Many decisions are not moral decisions at all in this sense. For example, the decision to light candles on Shabbat is not an ethical consideration, it is a question of ritual, of custom and tradition. The decision to eat chocolate ice cream as opposed to vanilla is not a moral one either, it is one of simple preference. The obligation to preserve human life and to minimize suffering takes precedence over any ritual obligation or simple preference. One may not ignore a danger presented to human life by observation of a ritual or by preference. For example, a Jewish doctor is not only allowed but is obligated to attend emergencies on the Sabbath—when he or she would ordinarily not do any work—in order to save a life and minimize suffering. Any Jew would be obligated even to rescue an animal that has fallen into a well on Sabbath for that matter, in order to minimize its suffering because an animal cannot possibly understand a need to wait until sunset.

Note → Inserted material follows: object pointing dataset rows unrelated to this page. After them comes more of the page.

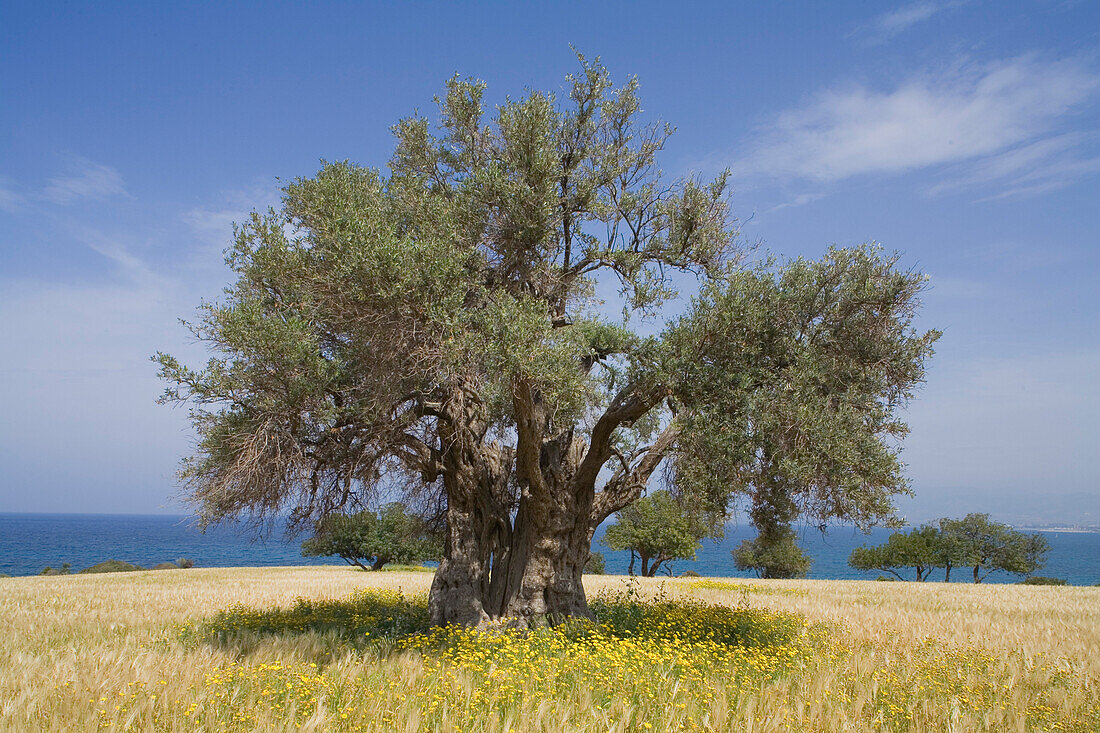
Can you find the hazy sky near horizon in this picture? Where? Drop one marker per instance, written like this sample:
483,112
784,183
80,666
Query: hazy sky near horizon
964,134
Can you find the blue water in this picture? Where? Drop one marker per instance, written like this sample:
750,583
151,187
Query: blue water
31,542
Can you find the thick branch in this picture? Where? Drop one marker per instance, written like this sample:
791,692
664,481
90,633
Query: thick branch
625,487
627,406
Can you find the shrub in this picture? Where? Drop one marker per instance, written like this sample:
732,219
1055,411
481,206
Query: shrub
1041,580
112,566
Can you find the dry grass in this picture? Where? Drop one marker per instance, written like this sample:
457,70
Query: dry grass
89,652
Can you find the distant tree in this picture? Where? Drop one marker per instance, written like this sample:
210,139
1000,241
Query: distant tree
773,554
432,326
920,548
595,566
658,529
112,566
988,546
392,535
1041,580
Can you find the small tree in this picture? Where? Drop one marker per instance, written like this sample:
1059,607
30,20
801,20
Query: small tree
595,566
432,327
658,529
393,535
989,546
920,548
773,554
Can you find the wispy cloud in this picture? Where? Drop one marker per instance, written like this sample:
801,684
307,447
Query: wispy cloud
86,179
963,115
10,200
887,25
1029,168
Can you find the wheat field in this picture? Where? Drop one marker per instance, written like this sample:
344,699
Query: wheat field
202,649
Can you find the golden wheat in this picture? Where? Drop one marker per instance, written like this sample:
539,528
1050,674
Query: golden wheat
131,651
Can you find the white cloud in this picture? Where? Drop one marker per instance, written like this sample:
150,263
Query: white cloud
86,179
81,425
1033,167
1008,424
961,115
10,200
890,24
801,199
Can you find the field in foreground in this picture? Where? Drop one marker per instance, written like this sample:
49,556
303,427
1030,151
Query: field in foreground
330,648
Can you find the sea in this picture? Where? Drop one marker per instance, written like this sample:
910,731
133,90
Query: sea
32,542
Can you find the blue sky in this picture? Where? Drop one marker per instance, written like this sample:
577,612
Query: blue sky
964,134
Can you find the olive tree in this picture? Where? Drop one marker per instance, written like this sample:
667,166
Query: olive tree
921,548
389,535
432,331
988,546
658,529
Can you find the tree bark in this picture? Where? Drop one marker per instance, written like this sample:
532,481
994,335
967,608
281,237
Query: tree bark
519,523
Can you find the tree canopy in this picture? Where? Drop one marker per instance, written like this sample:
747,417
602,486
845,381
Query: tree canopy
433,331
772,554
975,540
921,548
389,535
657,529
987,546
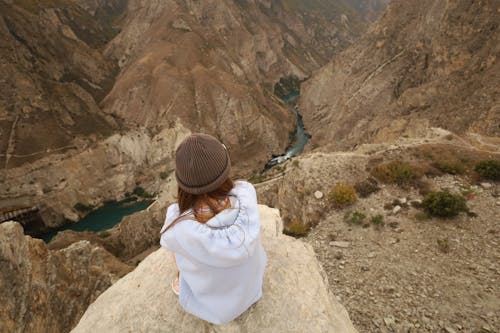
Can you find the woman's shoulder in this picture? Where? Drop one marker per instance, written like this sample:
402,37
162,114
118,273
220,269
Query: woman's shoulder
243,185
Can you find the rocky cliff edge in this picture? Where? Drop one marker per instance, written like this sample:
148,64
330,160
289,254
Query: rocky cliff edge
295,296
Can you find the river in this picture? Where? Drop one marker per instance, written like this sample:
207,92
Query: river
105,217
301,137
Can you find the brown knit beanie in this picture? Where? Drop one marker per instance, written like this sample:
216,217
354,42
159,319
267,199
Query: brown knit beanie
202,164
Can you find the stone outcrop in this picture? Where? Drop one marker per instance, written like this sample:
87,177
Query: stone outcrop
296,297
106,171
53,75
48,291
424,64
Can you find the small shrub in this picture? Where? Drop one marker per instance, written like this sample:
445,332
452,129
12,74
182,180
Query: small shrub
489,169
443,245
355,218
295,228
82,207
452,167
366,187
444,204
104,234
377,220
396,172
342,195
140,192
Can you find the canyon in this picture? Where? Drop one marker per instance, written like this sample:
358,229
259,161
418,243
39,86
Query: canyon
96,95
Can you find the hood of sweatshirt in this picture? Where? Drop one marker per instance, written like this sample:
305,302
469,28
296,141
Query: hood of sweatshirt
228,239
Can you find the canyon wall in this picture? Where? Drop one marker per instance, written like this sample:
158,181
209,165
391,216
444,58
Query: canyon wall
423,64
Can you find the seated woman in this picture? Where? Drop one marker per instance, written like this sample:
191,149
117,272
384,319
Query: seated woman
214,232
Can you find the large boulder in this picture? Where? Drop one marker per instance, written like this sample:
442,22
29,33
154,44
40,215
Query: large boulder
48,291
295,296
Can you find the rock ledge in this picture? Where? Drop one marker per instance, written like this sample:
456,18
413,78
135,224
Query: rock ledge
296,297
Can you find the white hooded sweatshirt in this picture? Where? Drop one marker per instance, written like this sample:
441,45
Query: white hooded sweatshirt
221,262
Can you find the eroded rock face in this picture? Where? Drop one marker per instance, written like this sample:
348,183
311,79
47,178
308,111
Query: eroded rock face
213,64
105,171
295,295
53,75
48,291
424,64
185,66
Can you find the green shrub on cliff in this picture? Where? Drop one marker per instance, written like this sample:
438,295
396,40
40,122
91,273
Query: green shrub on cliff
397,172
489,169
444,204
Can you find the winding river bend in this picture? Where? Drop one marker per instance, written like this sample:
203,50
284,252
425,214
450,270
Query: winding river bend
112,213
103,218
301,137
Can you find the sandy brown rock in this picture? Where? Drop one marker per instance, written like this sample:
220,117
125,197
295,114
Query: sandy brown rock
294,295
424,64
135,234
48,291
106,171
53,75
212,65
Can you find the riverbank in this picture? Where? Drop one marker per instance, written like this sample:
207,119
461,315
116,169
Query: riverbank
103,218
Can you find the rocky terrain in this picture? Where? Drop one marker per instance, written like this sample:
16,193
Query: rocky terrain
53,76
47,291
108,88
97,94
423,64
142,301
405,272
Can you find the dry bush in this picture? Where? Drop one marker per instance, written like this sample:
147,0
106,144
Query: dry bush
342,195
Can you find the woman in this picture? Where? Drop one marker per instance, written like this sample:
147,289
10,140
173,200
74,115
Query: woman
214,232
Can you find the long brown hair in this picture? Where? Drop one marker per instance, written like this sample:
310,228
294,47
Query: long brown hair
186,200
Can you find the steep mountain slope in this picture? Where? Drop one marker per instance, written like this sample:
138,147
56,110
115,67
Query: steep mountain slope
425,63
78,136
211,65
48,291
52,75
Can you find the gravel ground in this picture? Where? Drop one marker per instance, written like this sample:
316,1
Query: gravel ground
415,274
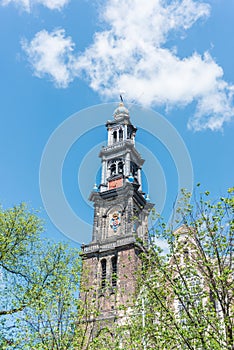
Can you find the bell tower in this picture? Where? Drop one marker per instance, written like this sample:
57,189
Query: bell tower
111,260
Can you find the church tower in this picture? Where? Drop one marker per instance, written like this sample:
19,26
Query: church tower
111,260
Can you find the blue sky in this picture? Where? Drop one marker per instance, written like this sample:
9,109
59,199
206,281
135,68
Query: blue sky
59,57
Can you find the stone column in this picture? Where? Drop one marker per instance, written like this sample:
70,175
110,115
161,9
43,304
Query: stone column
109,137
139,179
127,164
103,180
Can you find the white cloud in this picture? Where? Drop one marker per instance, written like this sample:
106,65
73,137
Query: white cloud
131,55
51,55
27,5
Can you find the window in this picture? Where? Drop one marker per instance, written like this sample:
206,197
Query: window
120,167
115,136
103,280
114,271
113,169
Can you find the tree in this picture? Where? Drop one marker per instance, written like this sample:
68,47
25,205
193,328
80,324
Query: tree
187,295
185,298
39,303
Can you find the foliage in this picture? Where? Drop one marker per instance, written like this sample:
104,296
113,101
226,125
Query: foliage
185,298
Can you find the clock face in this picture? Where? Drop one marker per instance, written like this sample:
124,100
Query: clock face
115,184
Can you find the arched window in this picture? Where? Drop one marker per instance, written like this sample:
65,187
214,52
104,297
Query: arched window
120,135
103,280
114,136
114,271
120,167
113,169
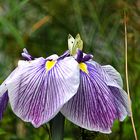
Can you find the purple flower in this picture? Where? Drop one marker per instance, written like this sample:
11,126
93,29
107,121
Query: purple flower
86,93
100,98
37,89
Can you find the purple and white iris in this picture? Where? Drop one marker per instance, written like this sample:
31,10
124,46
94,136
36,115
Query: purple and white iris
86,93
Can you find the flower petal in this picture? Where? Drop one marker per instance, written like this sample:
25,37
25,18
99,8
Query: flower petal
37,95
110,75
95,106
3,103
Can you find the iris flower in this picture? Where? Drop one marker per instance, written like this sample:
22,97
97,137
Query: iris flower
86,93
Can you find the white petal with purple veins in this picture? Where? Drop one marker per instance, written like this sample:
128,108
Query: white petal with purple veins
96,105
36,95
109,74
114,74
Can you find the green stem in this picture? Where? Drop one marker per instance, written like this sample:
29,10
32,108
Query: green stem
57,127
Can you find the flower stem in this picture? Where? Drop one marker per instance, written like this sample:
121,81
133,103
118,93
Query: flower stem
57,127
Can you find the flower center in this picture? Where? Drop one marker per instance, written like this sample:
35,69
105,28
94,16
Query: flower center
49,65
83,67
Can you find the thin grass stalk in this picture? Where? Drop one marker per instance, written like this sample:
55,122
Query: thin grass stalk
126,76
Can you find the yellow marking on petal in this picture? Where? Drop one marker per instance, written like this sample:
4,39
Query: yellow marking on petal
50,65
83,67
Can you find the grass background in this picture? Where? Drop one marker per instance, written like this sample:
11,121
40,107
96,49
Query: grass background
43,26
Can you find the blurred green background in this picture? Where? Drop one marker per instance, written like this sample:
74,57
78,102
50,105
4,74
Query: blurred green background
42,26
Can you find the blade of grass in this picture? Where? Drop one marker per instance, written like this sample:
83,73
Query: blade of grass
126,75
12,30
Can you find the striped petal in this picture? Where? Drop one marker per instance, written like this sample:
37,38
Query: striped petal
96,105
109,74
41,89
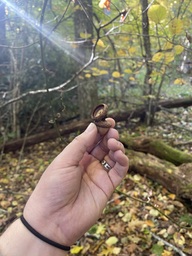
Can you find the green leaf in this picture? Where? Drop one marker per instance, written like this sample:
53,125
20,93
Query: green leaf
111,240
157,13
187,218
176,26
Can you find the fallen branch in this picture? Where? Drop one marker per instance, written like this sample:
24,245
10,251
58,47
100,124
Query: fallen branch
176,179
157,148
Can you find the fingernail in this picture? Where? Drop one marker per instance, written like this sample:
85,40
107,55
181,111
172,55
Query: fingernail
90,127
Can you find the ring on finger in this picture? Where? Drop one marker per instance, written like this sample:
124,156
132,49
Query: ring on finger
106,166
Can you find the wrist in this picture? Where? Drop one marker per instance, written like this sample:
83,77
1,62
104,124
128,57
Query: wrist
19,241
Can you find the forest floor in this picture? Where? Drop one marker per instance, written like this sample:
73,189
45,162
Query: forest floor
142,218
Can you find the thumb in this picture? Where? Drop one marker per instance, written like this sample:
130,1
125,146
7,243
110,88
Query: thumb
74,152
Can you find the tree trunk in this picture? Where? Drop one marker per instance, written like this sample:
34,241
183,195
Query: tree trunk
157,148
81,125
147,56
87,89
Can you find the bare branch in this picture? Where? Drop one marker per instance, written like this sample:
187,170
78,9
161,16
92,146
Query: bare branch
57,88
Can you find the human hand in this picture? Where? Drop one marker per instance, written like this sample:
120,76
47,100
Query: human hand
75,188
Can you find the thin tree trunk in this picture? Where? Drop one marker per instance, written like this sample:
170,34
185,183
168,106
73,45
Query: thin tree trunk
87,89
147,47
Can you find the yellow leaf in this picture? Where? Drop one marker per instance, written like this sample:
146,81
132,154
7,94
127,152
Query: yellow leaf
121,53
132,50
76,249
116,74
128,71
101,229
100,43
127,217
106,252
29,170
179,81
14,203
179,239
157,13
132,78
95,69
4,181
116,250
153,212
176,26
111,240
103,72
149,223
178,49
102,4
157,56
168,46
167,253
172,196
87,75
103,63
169,57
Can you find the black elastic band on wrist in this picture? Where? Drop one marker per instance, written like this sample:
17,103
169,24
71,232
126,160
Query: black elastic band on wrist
43,238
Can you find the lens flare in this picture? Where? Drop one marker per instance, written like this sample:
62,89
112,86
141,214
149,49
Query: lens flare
52,36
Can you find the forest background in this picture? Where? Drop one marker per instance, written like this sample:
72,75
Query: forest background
59,59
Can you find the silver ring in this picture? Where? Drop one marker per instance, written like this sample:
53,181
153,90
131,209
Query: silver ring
106,165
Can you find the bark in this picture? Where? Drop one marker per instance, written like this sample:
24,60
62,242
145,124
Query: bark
175,179
157,148
87,90
81,125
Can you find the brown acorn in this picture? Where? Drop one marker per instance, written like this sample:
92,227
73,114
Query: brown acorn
98,116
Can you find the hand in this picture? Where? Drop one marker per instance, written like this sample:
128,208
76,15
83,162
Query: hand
75,188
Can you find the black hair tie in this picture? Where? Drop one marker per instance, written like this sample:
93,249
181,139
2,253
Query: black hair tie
43,238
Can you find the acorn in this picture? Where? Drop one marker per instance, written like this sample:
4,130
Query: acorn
99,116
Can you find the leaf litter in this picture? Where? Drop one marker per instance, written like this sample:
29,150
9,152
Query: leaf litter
141,218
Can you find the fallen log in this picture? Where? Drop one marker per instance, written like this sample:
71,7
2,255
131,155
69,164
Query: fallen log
157,148
176,179
81,125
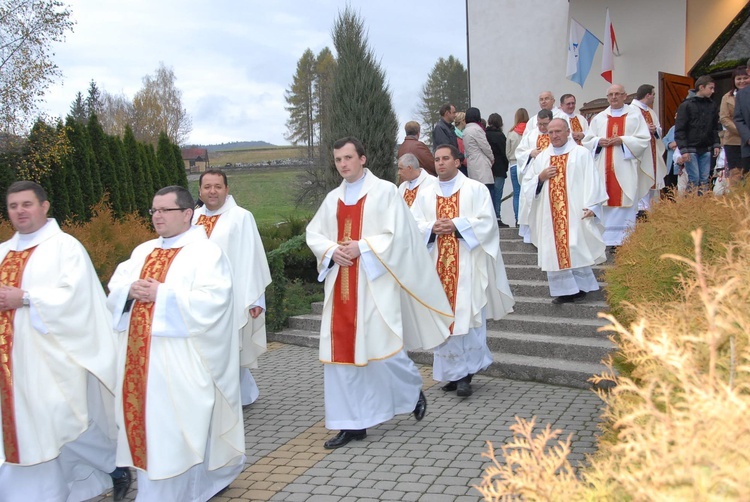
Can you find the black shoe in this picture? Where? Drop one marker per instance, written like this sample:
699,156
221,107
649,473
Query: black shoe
464,388
449,387
121,480
421,408
344,437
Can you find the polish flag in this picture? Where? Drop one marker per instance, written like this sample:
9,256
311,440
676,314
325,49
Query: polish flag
610,46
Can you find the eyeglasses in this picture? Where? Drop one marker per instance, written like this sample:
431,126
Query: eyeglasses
154,211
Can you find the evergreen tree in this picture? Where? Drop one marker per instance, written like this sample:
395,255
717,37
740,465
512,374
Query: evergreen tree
301,101
104,164
134,159
448,82
179,166
361,102
83,162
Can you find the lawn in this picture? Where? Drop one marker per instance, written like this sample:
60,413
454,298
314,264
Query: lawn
266,192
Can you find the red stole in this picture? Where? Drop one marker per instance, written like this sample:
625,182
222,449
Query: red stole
575,126
134,384
344,312
410,195
447,245
652,142
558,202
208,222
615,127
11,273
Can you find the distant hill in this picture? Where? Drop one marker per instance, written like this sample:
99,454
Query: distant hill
235,145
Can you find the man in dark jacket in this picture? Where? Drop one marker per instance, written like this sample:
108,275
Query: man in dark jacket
444,134
697,131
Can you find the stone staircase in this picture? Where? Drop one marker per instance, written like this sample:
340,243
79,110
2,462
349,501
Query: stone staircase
539,341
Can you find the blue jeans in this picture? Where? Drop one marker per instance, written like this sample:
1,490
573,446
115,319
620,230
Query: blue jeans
698,168
516,188
497,194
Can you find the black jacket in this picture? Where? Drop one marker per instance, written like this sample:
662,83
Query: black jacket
496,139
696,129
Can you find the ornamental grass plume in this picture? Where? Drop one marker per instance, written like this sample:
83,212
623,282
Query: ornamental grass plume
678,428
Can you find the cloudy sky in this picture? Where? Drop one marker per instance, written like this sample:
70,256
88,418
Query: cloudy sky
233,60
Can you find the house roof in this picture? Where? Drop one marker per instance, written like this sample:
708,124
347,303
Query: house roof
194,154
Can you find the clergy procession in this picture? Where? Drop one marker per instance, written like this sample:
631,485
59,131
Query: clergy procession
148,383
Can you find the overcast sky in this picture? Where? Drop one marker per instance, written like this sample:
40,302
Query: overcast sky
233,60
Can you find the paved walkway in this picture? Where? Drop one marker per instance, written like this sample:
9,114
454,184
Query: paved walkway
438,459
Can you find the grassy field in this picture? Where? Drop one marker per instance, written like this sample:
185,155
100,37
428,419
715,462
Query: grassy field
266,192
251,155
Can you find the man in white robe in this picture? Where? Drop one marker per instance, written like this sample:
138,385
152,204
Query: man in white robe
381,298
531,145
567,194
652,159
619,137
234,230
177,401
57,363
413,178
459,226
577,122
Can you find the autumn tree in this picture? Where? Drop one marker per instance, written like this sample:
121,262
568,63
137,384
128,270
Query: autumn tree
447,83
158,107
28,29
360,101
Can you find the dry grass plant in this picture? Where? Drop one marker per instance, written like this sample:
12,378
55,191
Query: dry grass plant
681,423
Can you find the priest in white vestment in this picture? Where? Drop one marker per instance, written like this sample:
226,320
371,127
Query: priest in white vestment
382,297
567,196
233,228
619,137
531,145
413,178
577,122
57,362
653,159
177,398
459,226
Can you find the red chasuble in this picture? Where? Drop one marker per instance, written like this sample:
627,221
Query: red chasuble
615,125
447,262
410,195
575,126
208,222
652,142
11,273
558,202
136,359
344,311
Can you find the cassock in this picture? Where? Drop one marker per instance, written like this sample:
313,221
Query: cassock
233,228
409,190
388,301
567,244
653,158
577,123
535,140
625,177
177,398
471,270
57,373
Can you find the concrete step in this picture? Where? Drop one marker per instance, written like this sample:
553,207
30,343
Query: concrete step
540,289
550,325
584,349
534,306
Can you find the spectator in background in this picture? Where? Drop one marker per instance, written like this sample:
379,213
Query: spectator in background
479,157
731,139
412,145
514,138
497,141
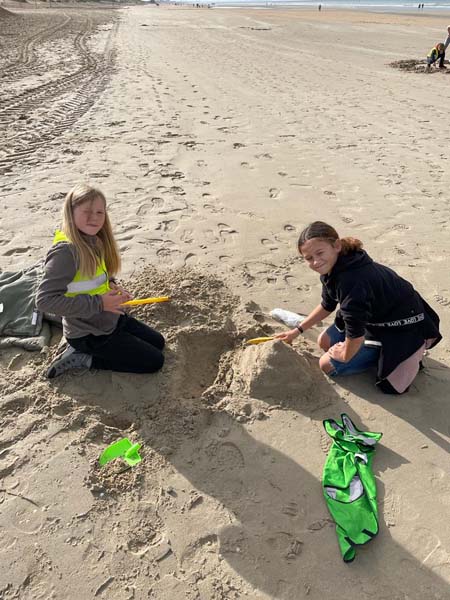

This way of thinking is foreign to my friend and debate partner. Because he believes with certitude that there is some preservation of the soul, some better life beyond this universe, questions of morality are informed differently. Since we did not explore these differences at great length, I cannot say with any certainty how they are informed. However, the preservation of one’s own life and the lives of others is apparently not primary to his moral calculus, and I am not sure how much weight it gets at all.
Further, he believes that this after-life or ongoing spiritual life has great influence on the physical world, and that humankind collectively is to make progress toward a “better way.” This points to utopian/apocalyptic ideation that assumes that the way in which human beings make moral decisions in this world is defective. This seems to be tied up with the conception that pacifism is morally superior to self-defense.
However, I have not gotten an answer to the question of whether my friend identifies himself as a pacifist or not, or what that word even means to him. After an hour or so of questioning and answering, mostly in order to clarify the assumptions he had about how I view life and death and heaven and hell, we called it quits. It was late. There was no resolution to agreement in this discussion anyway. There could not be as we start from very different concepts of life and its importance.
I think the conversation was fruitful for me, however, because it got me thinking about how this one basic idea—that of life after death—has consequences that extend to those who do agree with it.
As I said at the beginning of this entry, the idea of a life after death that is more valuable (better)than this life is bound up not only with the idea that human beings are defective in some way, but also with the idea that it is not necessary or even wrong to resist evil. That idea has grave consequences for the world here and now. That will be the topic of another blog entry.